3.19.2007

Saluki Week--Curtis L. Crisler

In honor of Southern Illinois University Carbondale's men's basketball team making it to the Sweet Sixteen (Go Salukis!), I'm going to shine a little light on my alma mater this week.

I could spend the time and space talking about the basketball team--easily my favorite college team (and, man, do I love college basketball; these past four days are pretty much my favorite four days of the year). I've been watching them for the past five years, and I even had one of the starters as a student in the first class I ever taught (I won't say his name because, you know, this is a blog, but he was an awesome student, and I've loved watching him play ever since he started getting PT as a sophomore.)

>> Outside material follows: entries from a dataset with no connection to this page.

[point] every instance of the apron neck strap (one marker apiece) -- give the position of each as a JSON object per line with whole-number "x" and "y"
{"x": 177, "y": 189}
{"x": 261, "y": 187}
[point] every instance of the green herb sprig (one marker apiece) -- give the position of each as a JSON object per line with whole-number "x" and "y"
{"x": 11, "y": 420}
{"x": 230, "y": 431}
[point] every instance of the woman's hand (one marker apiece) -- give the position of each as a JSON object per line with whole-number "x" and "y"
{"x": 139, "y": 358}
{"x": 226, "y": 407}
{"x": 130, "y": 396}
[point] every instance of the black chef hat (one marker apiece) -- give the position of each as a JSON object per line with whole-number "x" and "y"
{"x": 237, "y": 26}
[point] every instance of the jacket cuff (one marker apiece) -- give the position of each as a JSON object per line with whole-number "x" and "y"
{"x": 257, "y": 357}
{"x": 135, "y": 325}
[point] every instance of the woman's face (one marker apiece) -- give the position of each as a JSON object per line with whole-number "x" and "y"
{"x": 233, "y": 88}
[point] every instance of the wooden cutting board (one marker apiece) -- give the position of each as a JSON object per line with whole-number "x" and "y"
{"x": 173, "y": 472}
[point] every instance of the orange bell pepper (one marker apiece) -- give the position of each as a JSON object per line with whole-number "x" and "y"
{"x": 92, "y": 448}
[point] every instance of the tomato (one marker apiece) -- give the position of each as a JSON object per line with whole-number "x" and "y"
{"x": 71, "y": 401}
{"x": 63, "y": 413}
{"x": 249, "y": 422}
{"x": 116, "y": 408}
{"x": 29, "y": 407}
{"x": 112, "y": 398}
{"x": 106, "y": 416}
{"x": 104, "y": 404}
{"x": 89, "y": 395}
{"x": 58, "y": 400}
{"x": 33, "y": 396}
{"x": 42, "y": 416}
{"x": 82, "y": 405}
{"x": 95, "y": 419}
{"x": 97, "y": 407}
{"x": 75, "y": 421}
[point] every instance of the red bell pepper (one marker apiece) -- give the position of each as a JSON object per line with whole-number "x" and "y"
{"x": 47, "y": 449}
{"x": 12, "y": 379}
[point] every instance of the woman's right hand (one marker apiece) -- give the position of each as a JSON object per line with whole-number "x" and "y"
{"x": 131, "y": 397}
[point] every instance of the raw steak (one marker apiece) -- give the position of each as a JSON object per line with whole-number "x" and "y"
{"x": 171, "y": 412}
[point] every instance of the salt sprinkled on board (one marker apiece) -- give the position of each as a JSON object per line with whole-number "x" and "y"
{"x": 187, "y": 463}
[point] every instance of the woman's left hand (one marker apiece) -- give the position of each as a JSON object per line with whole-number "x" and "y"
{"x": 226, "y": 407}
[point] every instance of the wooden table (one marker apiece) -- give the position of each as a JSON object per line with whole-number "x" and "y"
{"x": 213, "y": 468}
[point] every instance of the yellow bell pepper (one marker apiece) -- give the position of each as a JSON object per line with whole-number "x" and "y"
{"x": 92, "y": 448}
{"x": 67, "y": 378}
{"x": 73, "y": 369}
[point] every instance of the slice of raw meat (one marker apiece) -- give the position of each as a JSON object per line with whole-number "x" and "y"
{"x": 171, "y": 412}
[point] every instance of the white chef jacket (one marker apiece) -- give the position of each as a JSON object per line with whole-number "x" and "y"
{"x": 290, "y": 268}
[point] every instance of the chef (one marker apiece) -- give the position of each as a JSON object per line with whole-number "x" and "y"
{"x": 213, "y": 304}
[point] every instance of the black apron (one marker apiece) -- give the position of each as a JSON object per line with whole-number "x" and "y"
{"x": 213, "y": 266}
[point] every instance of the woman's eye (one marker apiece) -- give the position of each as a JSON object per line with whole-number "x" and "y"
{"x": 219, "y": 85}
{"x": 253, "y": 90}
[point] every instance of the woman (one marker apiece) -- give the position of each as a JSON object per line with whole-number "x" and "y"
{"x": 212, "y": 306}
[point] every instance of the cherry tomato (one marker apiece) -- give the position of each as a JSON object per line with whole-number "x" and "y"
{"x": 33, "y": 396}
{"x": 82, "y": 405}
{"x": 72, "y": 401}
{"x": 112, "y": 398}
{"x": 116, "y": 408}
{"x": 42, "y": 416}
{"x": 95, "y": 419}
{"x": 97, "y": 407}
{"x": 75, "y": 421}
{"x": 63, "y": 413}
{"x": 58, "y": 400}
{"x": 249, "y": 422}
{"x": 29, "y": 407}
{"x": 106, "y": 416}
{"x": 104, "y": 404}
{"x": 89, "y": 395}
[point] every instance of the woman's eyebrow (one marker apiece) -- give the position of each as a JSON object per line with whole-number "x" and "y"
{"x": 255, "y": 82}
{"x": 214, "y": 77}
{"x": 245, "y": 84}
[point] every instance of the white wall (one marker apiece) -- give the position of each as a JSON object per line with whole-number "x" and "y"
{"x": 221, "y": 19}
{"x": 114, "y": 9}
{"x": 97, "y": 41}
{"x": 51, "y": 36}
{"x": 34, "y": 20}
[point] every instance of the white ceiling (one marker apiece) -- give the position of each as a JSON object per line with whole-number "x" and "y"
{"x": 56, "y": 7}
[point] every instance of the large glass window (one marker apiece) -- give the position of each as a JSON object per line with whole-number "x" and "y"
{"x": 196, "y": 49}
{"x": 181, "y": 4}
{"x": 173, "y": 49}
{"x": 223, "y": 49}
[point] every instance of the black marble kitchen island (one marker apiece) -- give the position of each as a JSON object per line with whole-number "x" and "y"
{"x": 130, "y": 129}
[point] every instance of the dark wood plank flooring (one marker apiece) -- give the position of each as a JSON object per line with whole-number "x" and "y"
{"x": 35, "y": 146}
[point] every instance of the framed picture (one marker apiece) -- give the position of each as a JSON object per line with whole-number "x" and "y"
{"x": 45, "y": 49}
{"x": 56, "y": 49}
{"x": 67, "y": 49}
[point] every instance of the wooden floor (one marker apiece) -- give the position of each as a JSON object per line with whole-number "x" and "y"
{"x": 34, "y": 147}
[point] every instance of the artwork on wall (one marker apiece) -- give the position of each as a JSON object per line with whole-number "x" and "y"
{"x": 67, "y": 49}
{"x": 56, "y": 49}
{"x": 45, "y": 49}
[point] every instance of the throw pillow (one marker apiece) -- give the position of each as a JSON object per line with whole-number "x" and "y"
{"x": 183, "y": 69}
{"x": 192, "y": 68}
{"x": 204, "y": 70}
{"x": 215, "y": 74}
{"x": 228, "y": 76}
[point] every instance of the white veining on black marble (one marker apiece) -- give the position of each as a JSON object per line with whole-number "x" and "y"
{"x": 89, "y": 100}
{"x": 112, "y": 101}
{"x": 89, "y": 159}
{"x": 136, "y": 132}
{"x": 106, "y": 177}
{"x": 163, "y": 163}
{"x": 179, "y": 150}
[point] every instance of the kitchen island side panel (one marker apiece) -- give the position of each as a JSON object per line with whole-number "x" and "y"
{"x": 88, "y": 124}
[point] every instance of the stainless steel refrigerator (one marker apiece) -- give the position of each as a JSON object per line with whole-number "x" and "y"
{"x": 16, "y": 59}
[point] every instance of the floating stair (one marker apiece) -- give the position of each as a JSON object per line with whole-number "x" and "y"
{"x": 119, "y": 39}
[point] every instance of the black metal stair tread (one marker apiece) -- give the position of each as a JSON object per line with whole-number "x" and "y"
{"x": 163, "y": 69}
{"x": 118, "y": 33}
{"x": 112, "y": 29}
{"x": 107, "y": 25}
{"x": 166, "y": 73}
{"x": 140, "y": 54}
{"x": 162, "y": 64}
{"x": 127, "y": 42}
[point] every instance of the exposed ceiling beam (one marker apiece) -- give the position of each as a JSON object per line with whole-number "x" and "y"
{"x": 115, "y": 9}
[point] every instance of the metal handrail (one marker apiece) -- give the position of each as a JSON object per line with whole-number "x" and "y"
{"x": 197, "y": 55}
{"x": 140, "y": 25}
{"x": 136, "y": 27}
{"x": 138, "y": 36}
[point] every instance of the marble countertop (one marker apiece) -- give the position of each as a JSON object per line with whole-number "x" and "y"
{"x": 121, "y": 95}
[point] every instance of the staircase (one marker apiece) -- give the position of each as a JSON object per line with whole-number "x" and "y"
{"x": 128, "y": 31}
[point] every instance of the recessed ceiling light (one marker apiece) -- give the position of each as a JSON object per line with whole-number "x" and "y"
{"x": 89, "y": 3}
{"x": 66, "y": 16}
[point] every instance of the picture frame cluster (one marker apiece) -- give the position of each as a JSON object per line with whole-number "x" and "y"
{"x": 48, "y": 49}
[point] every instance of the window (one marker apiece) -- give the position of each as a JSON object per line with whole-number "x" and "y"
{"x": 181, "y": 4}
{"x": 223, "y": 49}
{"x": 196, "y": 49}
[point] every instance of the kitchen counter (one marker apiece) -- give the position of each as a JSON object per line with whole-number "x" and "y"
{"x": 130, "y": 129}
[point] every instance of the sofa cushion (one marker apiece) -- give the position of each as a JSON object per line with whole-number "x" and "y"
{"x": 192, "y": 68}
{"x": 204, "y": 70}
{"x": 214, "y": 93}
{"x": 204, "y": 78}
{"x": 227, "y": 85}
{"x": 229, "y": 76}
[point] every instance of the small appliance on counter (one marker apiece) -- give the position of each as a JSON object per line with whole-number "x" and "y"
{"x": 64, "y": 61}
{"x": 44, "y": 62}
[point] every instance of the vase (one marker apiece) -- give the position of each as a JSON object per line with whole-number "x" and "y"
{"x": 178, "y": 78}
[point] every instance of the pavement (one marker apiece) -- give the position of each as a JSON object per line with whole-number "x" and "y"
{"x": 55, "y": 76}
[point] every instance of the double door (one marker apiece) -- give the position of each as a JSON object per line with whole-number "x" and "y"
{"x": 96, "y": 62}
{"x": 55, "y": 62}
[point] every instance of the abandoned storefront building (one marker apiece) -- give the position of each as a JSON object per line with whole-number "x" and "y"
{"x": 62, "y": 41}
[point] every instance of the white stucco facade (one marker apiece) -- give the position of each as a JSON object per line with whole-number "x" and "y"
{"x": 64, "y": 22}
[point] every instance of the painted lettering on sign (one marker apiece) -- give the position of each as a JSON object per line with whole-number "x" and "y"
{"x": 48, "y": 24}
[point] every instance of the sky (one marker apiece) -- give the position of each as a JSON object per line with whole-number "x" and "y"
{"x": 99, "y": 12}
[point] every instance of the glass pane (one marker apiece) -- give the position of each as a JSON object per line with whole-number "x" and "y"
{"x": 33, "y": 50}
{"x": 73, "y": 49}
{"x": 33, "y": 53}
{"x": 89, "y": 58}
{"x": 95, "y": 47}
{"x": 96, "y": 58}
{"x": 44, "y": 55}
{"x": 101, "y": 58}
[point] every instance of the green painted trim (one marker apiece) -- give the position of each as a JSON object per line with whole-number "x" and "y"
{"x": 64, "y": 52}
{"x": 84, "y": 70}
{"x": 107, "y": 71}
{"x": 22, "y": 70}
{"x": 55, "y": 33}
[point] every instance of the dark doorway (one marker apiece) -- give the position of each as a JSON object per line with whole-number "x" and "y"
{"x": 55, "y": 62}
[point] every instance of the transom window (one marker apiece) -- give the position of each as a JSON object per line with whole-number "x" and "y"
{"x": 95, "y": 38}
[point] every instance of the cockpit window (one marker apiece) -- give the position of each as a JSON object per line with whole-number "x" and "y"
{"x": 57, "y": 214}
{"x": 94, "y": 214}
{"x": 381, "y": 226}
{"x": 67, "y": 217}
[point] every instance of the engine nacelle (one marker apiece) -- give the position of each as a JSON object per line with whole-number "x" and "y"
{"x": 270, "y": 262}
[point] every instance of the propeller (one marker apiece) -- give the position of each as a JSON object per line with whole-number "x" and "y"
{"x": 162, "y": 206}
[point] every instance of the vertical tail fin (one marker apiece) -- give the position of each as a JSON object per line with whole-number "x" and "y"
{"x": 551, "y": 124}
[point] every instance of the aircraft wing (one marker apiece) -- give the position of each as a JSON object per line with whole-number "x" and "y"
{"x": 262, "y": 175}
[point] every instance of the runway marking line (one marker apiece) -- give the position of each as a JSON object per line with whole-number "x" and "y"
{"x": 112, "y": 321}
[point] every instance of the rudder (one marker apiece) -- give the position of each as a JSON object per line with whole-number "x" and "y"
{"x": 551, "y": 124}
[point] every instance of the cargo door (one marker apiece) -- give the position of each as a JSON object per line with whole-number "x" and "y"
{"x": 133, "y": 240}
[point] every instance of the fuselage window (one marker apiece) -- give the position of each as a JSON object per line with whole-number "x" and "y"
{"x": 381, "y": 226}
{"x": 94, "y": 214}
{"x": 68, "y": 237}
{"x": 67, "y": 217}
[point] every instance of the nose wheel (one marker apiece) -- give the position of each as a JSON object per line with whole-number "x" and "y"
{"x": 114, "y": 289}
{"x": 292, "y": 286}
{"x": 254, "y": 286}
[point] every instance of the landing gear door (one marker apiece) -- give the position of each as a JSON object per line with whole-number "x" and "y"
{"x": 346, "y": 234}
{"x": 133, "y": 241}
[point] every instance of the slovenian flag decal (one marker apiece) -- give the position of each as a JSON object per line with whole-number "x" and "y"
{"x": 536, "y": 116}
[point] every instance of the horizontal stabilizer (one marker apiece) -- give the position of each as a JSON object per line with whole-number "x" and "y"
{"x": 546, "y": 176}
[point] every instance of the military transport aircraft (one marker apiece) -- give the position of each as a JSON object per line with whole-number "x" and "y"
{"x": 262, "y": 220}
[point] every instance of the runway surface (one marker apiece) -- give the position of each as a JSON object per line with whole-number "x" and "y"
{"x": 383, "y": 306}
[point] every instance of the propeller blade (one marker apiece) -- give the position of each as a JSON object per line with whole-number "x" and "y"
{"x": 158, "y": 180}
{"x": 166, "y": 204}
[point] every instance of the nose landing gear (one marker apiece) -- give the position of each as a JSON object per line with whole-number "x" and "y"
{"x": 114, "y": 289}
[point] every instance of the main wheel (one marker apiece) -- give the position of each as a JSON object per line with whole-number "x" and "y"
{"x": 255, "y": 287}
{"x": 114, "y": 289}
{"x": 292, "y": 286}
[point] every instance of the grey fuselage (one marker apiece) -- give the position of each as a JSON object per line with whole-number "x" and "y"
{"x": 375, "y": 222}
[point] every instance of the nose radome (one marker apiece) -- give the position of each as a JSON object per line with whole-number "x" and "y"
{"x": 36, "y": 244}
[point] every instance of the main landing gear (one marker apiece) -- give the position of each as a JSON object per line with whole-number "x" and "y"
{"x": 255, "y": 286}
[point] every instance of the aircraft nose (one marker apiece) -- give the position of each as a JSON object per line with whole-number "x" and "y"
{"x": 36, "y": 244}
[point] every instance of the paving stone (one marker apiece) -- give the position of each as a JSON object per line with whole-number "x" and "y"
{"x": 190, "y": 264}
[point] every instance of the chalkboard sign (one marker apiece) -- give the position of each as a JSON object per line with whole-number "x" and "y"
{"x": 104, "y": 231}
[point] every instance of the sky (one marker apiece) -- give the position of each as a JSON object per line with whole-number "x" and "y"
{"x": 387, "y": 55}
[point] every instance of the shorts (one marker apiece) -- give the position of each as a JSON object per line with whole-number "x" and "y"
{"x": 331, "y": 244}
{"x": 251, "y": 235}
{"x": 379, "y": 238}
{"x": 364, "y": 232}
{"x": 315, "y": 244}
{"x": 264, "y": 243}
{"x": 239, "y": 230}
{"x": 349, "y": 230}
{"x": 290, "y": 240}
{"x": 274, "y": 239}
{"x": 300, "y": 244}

No, instead of basketball, I'm going to focus on the MFA program at SIUC, which turned ten years old this year.

While I was watching the SIUC basketball game yesterday, the announcers mentioned fundraising, and how the basketball team used to hold car washes to help them pay for their travel expenses. That kind of sensibility is pretty much exactly why I chose to attend the MFA program there.

But the truth is, besides that kind of sensibility, there's some great work being done down in Carbondale--and out of Carbondale, by people who've attended the program over the past ten years--and this week I'm going to highlight a couple of them.

Up first is Curtis Crisler. Curtis is a poet, and he was on his way out (as a third-year student) when I was on my way in (as a first-year student), but we still chatted quite a bit. I even have in my home office a signed galley of a poem of his that appeared in Callalloo. In short, Curtis is a very cool guy, and a pretty great poet, and his first book (which arrived at my house the other day) is out now.

It's called Tough Boy Sonatas. As far as I know, the book fairly resembles Curtis' thesis--a book of poems--but it's been marketed as a young adult novel, and the tough, gorgeous poems are now accompanied by gorgeous illustrations by Floyd Cooper. Really, if I had a young adult around, this is exactly the kind of book I would want him or her reading. In fact, I may have to order an extra copy for my nephew D, who will, soon enough, be a young adult.

But the book, of course, like most things marketed to young adults, isn't just for them. The poems are wise, hip, and full of truth and compassion, and everybody should check it out.

I mean, when was the last time you read a book with pictures?